Bancroft, a former Boeing F/A-18 pilot who now oversees the defence-focused GCAD exchange traded fund, says the defence industry’s unique market structure can make it difficult or even financially unwise for manufacturers to invest excess capital in expanded production.

“You’re not going to build two lines for some of these capital-intensive, very technical things,” Bancroft notes.

“Sometimes buying your own stock is probably the most-effective thing you do your cash flow,” he adds. “It’s hard to find where to put new capital on your own… We’re not making chocolate bars here.”

Other investment options include acquiring promising start-ups or struggling suppliers, which defence companies have done in recent years, such as L3Harris’ purchase of rocket motor producer Aerojet Rocketdyne.

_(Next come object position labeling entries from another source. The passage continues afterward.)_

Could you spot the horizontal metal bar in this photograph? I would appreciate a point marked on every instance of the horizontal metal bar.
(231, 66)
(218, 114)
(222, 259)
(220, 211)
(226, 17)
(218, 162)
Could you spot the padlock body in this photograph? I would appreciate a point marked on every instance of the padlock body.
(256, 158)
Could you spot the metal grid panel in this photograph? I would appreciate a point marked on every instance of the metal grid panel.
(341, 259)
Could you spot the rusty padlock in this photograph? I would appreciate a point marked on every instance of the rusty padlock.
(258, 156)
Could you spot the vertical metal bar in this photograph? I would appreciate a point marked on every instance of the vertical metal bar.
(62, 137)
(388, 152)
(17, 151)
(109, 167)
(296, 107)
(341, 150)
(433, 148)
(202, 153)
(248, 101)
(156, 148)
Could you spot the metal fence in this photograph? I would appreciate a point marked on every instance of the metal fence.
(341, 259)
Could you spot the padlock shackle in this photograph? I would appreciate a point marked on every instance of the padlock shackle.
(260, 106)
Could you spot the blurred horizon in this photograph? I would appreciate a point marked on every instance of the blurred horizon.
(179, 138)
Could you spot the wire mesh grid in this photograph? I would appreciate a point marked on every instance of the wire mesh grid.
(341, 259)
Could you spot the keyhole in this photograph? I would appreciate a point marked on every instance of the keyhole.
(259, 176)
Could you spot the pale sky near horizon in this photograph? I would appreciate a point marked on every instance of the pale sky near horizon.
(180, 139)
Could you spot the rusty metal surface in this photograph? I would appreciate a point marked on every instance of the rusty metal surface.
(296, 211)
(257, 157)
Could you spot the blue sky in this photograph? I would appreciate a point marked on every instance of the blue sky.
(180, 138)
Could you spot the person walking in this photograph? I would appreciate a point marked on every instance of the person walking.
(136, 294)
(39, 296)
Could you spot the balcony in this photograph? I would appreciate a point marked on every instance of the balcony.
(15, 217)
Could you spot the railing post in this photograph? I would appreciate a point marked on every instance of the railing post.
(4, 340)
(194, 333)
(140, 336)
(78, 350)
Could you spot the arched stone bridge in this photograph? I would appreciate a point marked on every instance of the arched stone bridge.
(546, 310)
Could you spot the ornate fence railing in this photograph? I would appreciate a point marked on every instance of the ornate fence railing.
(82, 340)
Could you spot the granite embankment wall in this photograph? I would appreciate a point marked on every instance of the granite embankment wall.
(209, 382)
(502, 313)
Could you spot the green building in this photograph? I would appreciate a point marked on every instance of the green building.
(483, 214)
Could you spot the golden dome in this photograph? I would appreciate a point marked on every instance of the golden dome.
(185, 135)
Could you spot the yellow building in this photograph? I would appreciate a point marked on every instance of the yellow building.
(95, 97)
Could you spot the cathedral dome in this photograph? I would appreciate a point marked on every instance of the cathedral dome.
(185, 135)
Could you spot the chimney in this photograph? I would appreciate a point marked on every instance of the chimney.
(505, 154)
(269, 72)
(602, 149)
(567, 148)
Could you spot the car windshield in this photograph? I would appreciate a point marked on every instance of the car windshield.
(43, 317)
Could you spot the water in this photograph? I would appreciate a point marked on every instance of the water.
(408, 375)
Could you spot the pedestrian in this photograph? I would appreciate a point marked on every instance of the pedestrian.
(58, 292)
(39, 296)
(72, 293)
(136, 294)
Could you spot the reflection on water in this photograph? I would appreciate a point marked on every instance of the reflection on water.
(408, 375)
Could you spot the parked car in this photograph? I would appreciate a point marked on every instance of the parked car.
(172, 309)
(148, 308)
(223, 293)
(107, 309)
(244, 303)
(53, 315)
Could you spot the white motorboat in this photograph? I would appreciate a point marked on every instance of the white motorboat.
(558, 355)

However, antitrust actions under prior President Joe Biden may make some players wary of that strategy. Regulators blocked a bid from Lockheed to acquire Aerojet Rocketdyne in 2022.

Bancroft says defence companies’ executive compensation and corporate financial practices largely align with those of other industrial sectors.

Trump’s executive order quickly sent major US defence stocks tumbling. Those losses were largely erased when Trump in quick succession declared he will seek $500 billion in additional defence spending in fiscal year 2027. The plan would bring total spending to $1.5 trillion, up from $1 trillion in FY2026.

Mixed messaging aside, financial analysts predict strong performance from the US defence sector in the year ahead.

Morningstar views US defence contractors as “mostly fairly valued” after the 7 January selloff. Equity analyst Nicolas Owens says the threat of restrictions on stock buybacks does not represent a significant headwind.

“While share repurchases inform our evaluation of companies’ capital allocation policies, they do not impact our fair-value estimates, which reflect the present value of our forecast free cash flow for the firm,” he says.

Bancroft concurs, arguing global demand for defence products will offset downward pressure stemming from limits on dividends or stock buybacks.

“There’s a secular demand,” he says. “It’s just not going to change. I think the world is not getting any safer.”